断ったのか。確かにあの人は、情に流されるような簡単な人ではない。それに一度こうと決めれば梃子でも動かなそうだ。どうしたものか。
考えた挙句、鍋倉はふと、夜叉蔵の顔が頭に浮かんだ。夜叉蔵にはどこか知恵者の匂いがする。笛の音色から人の深みさえ感じる。人を食った言動やとぼけた態度がそれとあまりにもうらはらで、師の蓮阿を彷彿とさせる。
「いや、夜叉じいならばひょっとして」
鍋倉は、月見が河原に押し掛けて来た時のことを思い返していた。明らかに夜叉蔵は、佐近次を知っていた。佐近次を強いと言っていたし、「佐近次は怪しいし鬼善も同じ。近付かないのが身のためだ」とも言っていた。どういう意味でそう言ったかはよく分からないが、今となってかんがみるにその忠告は間違ってはいないような気がする。

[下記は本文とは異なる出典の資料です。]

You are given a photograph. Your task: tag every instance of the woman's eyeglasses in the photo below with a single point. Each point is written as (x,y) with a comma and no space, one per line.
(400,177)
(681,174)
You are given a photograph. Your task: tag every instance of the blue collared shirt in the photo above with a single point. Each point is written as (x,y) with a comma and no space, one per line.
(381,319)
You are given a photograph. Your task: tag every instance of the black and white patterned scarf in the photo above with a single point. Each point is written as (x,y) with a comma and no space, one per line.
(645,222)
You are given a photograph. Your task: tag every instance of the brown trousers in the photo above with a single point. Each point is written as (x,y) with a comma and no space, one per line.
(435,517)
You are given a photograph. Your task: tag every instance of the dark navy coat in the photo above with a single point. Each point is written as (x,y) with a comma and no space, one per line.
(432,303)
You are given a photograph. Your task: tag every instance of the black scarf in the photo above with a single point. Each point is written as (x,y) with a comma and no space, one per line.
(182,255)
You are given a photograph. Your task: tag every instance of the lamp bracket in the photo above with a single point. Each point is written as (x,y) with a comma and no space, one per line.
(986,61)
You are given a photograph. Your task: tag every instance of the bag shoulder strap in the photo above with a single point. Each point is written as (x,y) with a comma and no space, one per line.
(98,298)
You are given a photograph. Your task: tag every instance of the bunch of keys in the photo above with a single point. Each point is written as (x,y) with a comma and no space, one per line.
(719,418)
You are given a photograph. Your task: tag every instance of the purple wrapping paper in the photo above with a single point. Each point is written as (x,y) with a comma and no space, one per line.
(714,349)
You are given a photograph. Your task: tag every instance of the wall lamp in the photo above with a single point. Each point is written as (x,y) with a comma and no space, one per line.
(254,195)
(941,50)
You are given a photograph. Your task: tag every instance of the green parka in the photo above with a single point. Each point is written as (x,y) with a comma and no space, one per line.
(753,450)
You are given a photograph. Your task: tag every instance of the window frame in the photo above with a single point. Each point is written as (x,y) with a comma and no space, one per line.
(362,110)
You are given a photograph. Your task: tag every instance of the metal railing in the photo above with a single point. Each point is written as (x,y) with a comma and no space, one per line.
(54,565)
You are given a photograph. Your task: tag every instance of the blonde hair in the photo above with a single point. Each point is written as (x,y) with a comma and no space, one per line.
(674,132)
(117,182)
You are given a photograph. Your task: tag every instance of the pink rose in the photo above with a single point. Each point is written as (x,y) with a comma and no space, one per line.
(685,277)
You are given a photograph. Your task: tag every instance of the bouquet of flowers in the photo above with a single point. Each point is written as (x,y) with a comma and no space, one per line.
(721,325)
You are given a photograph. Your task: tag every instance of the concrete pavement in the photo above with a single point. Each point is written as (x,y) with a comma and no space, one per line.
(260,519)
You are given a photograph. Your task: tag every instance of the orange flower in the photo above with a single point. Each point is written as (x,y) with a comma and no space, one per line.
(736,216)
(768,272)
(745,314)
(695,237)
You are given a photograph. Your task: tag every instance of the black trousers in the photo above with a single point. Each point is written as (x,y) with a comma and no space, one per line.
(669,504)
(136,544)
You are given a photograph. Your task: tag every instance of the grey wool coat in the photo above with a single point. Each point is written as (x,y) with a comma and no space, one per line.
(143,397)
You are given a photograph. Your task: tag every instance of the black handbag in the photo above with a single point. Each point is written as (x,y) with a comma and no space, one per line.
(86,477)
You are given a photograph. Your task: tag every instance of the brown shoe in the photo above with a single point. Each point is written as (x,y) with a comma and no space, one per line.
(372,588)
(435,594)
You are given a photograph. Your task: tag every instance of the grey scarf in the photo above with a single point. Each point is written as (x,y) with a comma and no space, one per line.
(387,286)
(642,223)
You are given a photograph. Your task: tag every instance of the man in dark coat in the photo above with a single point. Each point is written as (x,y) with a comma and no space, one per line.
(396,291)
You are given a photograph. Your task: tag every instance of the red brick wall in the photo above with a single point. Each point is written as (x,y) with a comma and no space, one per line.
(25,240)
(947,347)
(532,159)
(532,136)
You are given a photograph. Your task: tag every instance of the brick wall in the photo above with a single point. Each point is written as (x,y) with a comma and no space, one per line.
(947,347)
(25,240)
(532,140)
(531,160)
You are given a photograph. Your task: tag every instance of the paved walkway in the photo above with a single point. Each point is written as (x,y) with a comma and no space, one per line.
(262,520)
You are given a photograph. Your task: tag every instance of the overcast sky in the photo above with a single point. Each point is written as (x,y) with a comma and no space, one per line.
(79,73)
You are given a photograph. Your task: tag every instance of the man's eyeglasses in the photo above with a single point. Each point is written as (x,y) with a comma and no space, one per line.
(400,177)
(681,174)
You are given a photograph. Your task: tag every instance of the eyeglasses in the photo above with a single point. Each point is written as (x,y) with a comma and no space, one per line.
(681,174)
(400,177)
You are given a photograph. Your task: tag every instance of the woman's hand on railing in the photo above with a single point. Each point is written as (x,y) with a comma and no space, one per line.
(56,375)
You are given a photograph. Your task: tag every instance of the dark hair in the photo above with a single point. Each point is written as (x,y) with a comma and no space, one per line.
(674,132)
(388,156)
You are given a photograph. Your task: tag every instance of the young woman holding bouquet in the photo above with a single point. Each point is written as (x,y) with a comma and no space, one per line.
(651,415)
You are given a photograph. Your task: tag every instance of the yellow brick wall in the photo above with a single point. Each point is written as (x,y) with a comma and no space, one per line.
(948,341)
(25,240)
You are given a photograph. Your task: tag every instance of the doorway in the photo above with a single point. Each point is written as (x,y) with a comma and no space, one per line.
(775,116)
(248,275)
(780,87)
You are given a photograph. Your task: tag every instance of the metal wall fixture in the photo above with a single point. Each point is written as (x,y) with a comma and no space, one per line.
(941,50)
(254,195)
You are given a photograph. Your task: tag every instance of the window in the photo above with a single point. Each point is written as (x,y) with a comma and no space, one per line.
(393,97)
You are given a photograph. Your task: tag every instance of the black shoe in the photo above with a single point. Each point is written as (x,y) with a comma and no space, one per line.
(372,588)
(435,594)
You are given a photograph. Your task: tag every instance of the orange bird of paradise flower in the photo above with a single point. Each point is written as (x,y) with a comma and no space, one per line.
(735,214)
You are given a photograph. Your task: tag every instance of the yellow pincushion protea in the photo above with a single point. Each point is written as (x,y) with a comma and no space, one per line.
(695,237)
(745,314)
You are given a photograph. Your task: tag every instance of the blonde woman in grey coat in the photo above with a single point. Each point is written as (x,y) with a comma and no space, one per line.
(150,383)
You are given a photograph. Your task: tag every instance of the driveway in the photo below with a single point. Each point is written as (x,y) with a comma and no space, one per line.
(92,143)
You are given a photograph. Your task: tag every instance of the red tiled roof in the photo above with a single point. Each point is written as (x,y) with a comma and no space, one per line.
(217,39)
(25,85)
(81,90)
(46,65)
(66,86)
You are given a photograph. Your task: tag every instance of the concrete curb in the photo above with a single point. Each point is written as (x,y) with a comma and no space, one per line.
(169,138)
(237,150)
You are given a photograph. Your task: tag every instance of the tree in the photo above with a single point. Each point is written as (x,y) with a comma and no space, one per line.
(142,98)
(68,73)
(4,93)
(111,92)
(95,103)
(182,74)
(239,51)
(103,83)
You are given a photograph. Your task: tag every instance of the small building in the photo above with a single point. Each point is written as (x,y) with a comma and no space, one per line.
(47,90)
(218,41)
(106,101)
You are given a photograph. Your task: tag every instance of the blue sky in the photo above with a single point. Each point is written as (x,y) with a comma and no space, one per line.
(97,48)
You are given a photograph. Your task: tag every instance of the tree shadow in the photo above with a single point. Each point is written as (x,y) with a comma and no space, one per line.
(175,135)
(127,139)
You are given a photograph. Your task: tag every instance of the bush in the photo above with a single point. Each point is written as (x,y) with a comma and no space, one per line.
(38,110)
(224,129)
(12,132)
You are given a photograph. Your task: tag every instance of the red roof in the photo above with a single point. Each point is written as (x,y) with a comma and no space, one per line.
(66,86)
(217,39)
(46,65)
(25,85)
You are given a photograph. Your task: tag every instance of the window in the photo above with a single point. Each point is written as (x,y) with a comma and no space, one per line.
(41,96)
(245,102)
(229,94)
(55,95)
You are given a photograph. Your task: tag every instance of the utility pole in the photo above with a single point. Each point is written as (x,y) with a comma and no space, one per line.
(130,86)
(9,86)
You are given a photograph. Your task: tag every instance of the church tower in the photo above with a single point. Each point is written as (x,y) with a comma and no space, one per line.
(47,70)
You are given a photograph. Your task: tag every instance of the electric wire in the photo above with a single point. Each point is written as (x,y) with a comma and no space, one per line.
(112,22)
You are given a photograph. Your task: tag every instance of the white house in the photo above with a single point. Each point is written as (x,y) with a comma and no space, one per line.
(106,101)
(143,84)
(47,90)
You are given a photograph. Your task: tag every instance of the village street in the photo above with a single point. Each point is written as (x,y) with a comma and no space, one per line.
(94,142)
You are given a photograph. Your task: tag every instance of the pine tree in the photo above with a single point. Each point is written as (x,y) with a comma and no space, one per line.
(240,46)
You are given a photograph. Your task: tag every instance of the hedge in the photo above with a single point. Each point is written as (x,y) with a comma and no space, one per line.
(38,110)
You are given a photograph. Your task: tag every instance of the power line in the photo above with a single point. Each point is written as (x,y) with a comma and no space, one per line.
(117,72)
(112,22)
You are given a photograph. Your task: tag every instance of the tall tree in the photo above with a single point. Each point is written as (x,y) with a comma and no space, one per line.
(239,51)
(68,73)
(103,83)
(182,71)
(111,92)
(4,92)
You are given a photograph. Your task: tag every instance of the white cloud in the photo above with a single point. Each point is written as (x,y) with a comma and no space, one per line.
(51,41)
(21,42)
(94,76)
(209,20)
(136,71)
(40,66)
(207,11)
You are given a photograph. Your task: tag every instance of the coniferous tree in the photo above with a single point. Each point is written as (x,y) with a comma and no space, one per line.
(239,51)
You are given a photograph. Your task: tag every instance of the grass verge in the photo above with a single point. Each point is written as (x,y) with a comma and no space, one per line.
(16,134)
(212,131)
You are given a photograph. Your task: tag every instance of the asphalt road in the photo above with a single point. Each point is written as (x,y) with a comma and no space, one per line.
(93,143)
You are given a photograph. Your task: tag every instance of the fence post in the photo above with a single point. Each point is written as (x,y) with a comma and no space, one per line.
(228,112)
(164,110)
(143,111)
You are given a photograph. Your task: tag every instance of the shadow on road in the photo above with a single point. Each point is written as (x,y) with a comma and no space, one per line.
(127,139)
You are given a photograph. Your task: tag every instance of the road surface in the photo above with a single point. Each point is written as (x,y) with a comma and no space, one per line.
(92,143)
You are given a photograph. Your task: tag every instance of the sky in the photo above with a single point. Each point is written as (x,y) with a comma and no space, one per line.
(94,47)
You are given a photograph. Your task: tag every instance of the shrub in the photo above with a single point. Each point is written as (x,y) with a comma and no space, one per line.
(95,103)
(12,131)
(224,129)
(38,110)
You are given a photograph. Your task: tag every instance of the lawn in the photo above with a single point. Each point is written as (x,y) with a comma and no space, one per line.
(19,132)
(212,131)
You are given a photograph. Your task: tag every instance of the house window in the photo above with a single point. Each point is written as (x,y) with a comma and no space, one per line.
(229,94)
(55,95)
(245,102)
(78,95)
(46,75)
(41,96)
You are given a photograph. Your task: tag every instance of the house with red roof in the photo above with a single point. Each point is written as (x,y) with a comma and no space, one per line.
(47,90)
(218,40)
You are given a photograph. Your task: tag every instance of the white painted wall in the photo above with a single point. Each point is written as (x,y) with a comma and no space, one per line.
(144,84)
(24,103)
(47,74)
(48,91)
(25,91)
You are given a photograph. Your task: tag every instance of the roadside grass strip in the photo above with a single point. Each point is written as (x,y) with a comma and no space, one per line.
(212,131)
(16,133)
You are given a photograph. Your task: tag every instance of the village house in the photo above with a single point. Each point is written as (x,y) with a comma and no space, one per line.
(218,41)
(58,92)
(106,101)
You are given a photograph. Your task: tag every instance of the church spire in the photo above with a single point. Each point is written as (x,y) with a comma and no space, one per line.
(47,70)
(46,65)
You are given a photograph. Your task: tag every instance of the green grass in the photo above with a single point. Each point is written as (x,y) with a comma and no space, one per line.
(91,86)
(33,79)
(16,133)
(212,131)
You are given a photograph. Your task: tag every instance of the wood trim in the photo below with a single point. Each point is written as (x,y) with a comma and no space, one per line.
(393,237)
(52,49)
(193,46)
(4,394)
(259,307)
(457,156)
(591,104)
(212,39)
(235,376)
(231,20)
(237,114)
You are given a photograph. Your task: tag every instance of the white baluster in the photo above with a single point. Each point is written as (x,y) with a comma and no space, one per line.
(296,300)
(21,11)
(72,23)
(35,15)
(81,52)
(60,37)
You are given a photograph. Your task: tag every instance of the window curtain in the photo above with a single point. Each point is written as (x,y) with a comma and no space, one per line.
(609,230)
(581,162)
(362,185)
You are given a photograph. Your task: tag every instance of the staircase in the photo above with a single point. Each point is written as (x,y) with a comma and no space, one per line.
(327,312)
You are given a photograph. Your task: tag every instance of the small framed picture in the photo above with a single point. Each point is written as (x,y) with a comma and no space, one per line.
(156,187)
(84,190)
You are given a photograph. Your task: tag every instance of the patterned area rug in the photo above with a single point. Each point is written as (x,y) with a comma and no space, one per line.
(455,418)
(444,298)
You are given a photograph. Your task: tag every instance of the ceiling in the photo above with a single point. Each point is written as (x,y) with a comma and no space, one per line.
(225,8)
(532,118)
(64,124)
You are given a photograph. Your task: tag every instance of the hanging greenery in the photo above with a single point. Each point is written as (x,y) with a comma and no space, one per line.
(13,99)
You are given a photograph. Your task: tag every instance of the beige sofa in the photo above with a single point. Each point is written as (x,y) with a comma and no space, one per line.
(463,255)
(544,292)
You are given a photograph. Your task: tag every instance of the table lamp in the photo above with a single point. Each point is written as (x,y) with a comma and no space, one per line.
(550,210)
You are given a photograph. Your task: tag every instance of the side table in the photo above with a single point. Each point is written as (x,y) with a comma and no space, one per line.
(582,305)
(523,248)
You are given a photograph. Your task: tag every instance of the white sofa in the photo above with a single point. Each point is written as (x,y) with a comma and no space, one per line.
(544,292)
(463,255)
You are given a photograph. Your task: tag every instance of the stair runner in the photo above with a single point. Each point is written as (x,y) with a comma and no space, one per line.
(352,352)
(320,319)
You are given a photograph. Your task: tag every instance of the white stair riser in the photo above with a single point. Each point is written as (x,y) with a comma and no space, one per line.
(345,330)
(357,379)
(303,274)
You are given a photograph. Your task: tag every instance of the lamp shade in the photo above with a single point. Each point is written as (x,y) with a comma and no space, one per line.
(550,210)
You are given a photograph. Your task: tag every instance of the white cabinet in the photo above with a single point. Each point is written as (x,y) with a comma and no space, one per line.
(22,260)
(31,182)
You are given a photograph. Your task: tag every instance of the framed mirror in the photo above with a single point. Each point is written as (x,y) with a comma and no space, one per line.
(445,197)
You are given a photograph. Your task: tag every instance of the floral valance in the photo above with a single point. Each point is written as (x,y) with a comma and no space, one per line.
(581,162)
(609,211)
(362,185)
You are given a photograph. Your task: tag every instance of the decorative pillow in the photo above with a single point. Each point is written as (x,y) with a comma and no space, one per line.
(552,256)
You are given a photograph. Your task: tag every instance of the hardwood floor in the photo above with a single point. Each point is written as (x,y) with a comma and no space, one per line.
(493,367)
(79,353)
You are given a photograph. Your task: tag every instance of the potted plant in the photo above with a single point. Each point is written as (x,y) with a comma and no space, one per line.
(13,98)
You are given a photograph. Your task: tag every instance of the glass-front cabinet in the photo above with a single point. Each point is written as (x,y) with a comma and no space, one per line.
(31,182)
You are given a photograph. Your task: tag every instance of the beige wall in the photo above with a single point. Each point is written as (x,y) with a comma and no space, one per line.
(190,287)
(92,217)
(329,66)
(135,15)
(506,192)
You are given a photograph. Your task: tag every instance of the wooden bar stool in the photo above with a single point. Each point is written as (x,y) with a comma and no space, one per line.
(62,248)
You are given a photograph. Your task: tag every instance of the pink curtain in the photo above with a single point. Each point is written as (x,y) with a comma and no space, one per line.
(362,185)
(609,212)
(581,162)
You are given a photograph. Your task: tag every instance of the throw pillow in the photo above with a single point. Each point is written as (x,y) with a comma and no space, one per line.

夜叉蔵に相談したい。気持ちを抑えきれず鍋倉は、それを佐近次にせがんだ。当の佐近次はというと、その名を聞いても予想外にもピンと来ていない。どうも変だと思いつつ、念のためにもう一度その名を言って再度確認した。が、やはり知らないという。佐近次にしてみても、そこまで言われては夜叉蔵の存在が気にならないはずはない。かくして佐近次は、明日一緒に会いに行くと鍋倉に了承したのだった。